Une diplomatie sous condition : le rôle de Trump
C’est dans ce climat d’impasse que la diplomatie ressurgit. Selon le porte-parole du Kremlin, Vladimir Poutine ne rencontrerait Volodymyr Zelensky pour des pourparlers directs que sous la “fenêtre Trump” : la promesse d’une médiation américaine incarnée par l’ex-président ou la perspective de son retour possible au pouvoir. La démarche vise à “casser” le format normand (Kyiv-Berlin-Paris) et marginaliser l’UE, conférant à Washington les clés d’un éventuel compromis.
Cette stratégie fait écho aux dernières négociations, menées de juin à juillet 2025 sous l’égide (en coulisses) du Qatar, de la Turquie et – plus récemment – de l’Afrique du Sud, qui cherche à imposer sa médiation dans le jeu eurasiatique.
Les enjeux pour l’Ukraine et ses alliés
- Risque de division occidentale : L’attentisme américain, lié à la campagne électorale et à l’affaiblissement du consensus atlantique, affaiblit la position de l’Ukraine. L’Europe s’inquiète d’être mise sur la touche, alors qu’elle porte l’essentiel de l’aide humanitaire et l’accueil de six millions de réfugiés.
- Exigences russes : Moscou exige la reconnaissance de ses gains territoriaux, la neutralisation militaire de l’Ukraine et le blocage de toute adhésion à l’OTAN – des lignes rouges inacceptables pour Kiev.
- Jeu des puissances émergentes : La Chine et l’Inde avancent leurs intérêts économiques et énergétiques, jouant la carte du multilatéralisme “non aligné”.

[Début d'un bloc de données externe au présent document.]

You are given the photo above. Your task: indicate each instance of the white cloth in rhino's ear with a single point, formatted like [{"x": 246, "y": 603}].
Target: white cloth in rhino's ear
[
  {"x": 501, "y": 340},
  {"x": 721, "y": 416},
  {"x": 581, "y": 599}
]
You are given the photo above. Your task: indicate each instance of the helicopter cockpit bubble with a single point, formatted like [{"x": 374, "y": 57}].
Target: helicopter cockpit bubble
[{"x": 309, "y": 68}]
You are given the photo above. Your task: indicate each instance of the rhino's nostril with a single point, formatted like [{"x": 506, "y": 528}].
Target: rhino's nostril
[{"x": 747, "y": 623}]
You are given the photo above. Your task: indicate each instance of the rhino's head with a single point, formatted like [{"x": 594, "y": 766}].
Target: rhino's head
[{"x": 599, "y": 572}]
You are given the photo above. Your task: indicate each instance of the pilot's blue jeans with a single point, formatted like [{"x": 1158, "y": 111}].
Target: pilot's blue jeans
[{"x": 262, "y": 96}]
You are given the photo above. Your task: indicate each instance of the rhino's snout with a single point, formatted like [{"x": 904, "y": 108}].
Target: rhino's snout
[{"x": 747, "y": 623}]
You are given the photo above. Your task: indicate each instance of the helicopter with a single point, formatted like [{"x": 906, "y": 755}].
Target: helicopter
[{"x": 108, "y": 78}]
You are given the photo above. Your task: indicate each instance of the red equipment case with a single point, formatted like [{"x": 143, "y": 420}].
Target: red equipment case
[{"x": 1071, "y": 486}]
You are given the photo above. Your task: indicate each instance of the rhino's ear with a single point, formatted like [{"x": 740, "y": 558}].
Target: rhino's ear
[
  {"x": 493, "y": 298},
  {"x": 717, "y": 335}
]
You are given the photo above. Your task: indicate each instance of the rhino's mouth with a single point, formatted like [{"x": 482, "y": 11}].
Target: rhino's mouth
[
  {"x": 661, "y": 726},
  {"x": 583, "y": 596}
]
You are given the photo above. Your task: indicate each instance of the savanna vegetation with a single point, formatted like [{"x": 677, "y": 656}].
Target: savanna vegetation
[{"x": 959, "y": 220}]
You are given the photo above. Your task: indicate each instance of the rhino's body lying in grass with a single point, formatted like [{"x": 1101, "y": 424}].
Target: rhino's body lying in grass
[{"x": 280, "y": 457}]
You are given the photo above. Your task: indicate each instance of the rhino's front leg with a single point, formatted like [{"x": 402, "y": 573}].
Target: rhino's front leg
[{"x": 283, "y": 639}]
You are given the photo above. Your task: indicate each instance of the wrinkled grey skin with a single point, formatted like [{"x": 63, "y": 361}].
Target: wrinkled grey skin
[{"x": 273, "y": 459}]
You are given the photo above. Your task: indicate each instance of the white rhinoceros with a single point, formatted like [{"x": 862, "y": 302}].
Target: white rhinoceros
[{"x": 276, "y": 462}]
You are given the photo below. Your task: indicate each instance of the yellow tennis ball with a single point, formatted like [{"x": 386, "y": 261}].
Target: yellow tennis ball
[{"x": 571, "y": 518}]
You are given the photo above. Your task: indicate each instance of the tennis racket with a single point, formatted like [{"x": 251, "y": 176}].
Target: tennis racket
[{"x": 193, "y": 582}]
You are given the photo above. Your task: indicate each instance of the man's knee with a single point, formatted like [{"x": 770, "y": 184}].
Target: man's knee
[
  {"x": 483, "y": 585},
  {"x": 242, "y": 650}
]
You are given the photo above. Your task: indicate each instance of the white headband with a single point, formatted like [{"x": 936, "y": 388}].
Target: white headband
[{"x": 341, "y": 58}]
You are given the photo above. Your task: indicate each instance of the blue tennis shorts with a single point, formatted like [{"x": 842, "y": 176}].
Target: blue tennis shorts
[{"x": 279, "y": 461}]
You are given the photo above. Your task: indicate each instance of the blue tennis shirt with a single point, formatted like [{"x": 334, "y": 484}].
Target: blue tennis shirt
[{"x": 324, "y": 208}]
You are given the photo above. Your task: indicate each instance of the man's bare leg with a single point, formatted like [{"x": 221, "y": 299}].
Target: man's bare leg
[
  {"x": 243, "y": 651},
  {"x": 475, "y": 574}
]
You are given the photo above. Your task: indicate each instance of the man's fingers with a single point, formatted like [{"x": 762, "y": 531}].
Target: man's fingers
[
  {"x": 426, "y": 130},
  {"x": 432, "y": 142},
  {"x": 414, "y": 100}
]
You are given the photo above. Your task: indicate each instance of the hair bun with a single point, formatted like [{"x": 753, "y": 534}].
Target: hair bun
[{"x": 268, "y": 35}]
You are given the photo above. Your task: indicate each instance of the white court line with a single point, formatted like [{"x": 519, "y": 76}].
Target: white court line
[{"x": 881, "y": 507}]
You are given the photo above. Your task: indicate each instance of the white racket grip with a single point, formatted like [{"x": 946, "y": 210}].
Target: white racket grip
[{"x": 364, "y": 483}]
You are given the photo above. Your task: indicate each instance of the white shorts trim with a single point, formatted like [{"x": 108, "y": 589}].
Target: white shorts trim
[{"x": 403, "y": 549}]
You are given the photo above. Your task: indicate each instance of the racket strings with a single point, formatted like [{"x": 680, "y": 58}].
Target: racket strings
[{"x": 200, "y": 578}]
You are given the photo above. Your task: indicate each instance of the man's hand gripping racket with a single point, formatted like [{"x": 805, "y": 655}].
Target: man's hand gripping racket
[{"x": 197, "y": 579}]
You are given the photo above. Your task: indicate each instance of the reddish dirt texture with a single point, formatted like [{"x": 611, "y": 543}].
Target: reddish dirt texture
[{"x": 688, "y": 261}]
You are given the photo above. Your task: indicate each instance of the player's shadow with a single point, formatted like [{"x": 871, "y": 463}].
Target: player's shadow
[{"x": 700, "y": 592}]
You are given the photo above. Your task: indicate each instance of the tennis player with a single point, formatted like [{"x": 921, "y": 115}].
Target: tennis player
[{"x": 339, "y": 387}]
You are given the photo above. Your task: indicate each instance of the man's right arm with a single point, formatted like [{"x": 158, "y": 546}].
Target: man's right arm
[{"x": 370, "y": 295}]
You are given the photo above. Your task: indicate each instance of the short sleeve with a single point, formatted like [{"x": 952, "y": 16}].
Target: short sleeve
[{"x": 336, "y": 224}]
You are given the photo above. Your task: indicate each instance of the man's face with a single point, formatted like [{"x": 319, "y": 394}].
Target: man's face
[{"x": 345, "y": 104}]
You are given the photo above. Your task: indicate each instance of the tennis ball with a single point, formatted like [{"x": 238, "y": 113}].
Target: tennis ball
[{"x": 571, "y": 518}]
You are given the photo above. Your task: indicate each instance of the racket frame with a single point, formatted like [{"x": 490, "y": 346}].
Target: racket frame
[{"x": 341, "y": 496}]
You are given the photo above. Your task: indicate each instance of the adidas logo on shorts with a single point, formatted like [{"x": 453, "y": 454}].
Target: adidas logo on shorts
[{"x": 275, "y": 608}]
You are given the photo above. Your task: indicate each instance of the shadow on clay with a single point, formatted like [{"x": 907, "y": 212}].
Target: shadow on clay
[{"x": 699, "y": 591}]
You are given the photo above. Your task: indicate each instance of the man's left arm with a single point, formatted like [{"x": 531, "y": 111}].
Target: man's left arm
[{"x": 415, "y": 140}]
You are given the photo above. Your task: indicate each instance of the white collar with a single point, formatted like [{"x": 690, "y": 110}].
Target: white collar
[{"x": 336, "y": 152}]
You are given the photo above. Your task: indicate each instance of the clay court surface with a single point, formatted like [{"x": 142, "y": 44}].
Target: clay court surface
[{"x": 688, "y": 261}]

Scénarios possibles de négociation
La fenêtre diplomatique qui s’ouvre repose sur plusieurs variables :
- Un retour américain à la médiation directe, possible si Donald Trump (ou un autre “deal-maker” autoproclamé) accélère sa stratégie de paix ;
- La garantie d’un “cessez-le-feu temporaire” permettant l’accès humanitaire et la reconstruction partielle des infrastructures ;
- L’organisation, dès l’automne, d’une série de pourparlers supervisés par l’ONU ou le G20, avec une implication du Sud global.

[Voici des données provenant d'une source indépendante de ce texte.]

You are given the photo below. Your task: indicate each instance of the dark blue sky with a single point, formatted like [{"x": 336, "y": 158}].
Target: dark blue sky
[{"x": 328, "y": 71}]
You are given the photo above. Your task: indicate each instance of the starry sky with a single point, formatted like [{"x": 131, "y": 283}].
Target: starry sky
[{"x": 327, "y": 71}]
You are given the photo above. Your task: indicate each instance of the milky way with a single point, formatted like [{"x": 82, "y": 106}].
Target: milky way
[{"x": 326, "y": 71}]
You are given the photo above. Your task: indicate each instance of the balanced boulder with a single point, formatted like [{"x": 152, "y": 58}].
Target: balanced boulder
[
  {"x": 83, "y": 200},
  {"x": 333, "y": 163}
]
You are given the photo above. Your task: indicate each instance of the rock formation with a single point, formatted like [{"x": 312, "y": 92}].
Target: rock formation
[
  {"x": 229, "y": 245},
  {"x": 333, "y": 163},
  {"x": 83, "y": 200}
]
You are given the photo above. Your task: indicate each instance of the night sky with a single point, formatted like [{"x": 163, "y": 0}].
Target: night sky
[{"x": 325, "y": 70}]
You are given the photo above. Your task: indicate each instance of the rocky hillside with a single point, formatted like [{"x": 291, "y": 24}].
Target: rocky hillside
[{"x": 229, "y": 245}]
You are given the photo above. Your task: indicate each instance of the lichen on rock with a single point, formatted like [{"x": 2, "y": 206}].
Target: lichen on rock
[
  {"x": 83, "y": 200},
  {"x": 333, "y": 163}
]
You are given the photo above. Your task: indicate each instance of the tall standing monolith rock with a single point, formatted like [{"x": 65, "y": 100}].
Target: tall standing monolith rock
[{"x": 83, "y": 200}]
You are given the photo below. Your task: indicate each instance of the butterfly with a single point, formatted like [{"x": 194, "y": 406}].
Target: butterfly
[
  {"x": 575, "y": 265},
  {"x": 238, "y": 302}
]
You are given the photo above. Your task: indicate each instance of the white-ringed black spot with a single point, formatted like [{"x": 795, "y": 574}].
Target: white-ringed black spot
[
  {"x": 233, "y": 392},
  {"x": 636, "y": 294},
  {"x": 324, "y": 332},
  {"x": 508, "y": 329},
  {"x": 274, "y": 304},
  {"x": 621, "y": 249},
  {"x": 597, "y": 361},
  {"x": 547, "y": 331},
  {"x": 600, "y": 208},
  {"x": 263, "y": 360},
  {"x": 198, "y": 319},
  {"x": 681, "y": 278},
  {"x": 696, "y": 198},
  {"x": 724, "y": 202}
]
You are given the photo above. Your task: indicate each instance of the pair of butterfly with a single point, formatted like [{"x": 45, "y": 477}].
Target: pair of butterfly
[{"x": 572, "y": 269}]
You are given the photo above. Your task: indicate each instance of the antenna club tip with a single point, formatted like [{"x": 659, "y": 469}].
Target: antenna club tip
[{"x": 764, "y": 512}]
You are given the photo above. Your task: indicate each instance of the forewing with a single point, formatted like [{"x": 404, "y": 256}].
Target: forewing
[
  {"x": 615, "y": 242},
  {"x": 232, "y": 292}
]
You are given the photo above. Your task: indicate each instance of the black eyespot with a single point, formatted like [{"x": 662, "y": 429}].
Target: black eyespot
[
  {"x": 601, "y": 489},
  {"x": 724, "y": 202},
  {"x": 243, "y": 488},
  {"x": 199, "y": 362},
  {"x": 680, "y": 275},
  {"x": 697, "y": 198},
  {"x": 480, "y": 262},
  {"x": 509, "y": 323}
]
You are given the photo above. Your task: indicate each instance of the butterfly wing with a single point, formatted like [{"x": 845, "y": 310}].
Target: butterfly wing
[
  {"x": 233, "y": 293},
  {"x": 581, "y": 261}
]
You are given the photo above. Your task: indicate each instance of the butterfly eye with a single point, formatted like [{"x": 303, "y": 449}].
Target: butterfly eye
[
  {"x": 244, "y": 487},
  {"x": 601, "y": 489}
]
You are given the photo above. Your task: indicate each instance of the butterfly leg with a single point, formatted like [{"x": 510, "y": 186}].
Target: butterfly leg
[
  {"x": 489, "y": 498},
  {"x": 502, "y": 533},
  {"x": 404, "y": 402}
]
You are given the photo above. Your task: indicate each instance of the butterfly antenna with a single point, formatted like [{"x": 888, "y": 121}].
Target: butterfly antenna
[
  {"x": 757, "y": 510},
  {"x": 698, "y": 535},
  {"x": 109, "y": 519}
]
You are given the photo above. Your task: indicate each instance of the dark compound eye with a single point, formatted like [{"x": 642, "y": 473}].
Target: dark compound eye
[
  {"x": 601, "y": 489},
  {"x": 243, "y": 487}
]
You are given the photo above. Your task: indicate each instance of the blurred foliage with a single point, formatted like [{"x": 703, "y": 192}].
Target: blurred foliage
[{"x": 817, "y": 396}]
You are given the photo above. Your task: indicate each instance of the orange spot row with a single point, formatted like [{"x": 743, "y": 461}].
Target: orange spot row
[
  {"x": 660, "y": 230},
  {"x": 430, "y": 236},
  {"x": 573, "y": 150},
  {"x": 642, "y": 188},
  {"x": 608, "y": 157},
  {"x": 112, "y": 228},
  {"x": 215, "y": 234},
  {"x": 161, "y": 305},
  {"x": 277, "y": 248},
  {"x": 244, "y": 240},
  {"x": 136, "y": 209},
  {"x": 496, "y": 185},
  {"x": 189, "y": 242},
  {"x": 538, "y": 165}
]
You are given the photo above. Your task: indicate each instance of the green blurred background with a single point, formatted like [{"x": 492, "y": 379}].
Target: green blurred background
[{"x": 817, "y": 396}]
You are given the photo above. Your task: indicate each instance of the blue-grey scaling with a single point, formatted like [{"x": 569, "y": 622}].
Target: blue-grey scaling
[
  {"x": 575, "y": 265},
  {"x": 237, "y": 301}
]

Mais les risques d’enlisement restent majeurs : la poursuite des frappes, la volatilité des soutiens, une radicalisation de chaque camp en cas d’échec.
Conséquences pour l’Europe, l’Afrique et le Sud global
Les pays européens, fortement exposés aux conséquences énergétiques et migratoires, redoutent une “paix tronquée” qui banaliserait la violation des frontières. L’Afrique, pour sa part, espère une stabilisation qui faciliterait la reprise des exportations de blé et la chute des prix alimentaires mondiaux, tout en redoutant que l’arbitrage mondial ne lui échappe encore.
La pression des sociétés civiles et des ONG
Si la “grande politique” hésite, la société civile s’organise : appels aux cessez-le-feu, campagnes pour l’aide humanitaire, plaidoyers pour la prise en compte des victimes. Le théâtre ukrainien reste, malgré tout, une guerre de destins humains – ceux dont la vie s’écrit loin des chancelleries.
Conclusion
La possible reprise des négociations Ukraine-Russie illustre la complexité d’un conflit mêlant enjeux nationaux, continentaux et globaux. L’entrée en jeu de Trump, l’affirmation de puissances du Sud et la lassitude des opinions occidentales remettent toute la diplomatie en mouvement, sans garantie de paix réelle. Pour l’Ukraine comme pour ses alliés et les observateurs du Sud global, la prochaine séquence pourrait sceller le visage géopolitique de l’Europe pour la décennie à venir.